I’m not ashamed to admit that I got Gryffindor pajamas for my 40th birthday.
It wasn’t like that in 1999, as I tried to read my copy Harry Potter and the Prisoner of Azkaban Awkwardly hiding the cover on my train ride to work. Subsequently, it was introduced as a book for children, a magical romp based on Roald Dahl. matilda and tolkien hobbit,
But under the guise of its youth, there was a world that even the elders were enjoying secretly. It was a chance to be clever, inventive, funny, and out of our grown-up world for a while. For me, it was pure escapism to a fantasy world of wizardry. But it was also about optimism and courage—a belief that you can be your absolute magical self, that no one should live in a cupboard, and that love outweighs hate.
When the last Harry Potter book came out in 2007, I read it for 10 hours straight without a break, and I was sad when it was over. When my three kids were old enough to understand what a dementor is, we read books together, and then watched movies, which we return to regularly.
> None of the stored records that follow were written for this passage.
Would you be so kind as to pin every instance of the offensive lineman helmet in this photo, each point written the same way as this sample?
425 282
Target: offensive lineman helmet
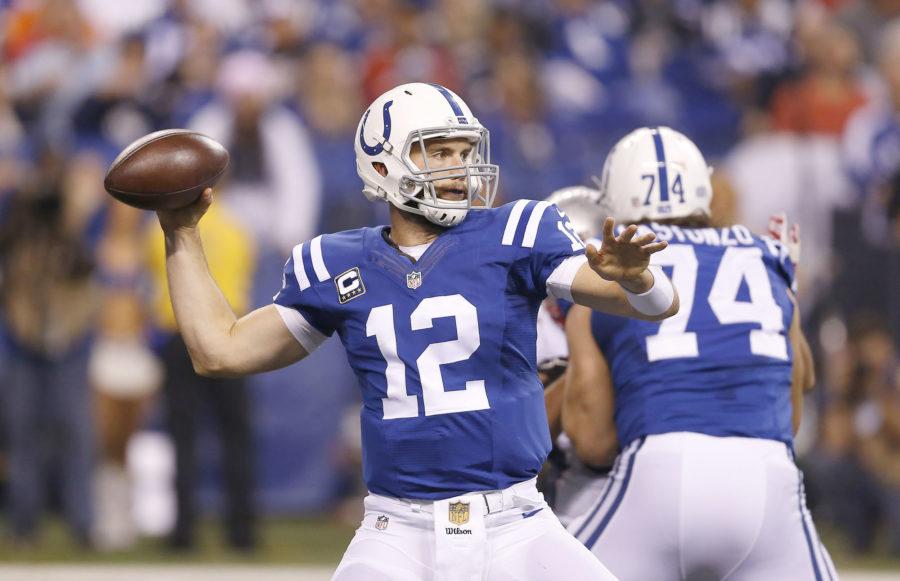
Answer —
406 117
655 174
583 206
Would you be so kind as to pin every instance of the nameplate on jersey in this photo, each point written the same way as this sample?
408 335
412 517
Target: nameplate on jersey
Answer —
349 285
414 280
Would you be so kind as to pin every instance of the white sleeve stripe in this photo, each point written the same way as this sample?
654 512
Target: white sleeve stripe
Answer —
308 336
559 283
315 250
534 222
299 269
513 222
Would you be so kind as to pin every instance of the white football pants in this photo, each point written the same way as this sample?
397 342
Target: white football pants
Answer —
686 506
507 535
577 491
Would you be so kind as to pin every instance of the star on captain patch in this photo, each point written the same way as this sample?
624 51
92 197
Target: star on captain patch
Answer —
459 512
414 280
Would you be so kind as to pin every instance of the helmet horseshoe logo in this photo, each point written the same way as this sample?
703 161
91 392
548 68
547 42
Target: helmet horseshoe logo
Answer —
378 147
Our Halloween costumes usually include one, if not many, of the characters from books and movies: Dementor, Professor Snape, Hermione, Harry, Professor McGonagall and, most recently, Mooning Myrtle, complete with toilet seat.
Needless to say, we were Potter’s dyed fans who were eagerly waiting to take another deep dive into the wizarding world with a trip to the Warner Bros. Studio Tour in London.
after like this The strong ties to the books and movies, however, worried me whether a behind-the-scenes peek into the alchemy that made JK Rowling’s series so popular might ruin the magic. Will the kids be a little disappointed to learn that during filming, Butterbeer was actually apple juice? Or that Hagrid was often played by a very tall actor with a fake Hagrid head?
Sure, secrets have been revealed. But being able to stroll Diagon Alley, peek into Weasley’s bill and ride a broomstick Exactly what we all wanted. If you can get over the slightly bleak industrial look of the giant airport hangar outside Watford that’s all set, there’s plenty of unmatched magic to enjoy.
The tour begins with a short film that retells film history and features actors Oliver and James Phelps (the Weasley twins) as well as Daniel Radcliffe (Harry), Rupert Grint (Ron) and Emma Watson (Hermione). ), but the magic begins when the doors to ‘Hogwarts’ only great hall are open.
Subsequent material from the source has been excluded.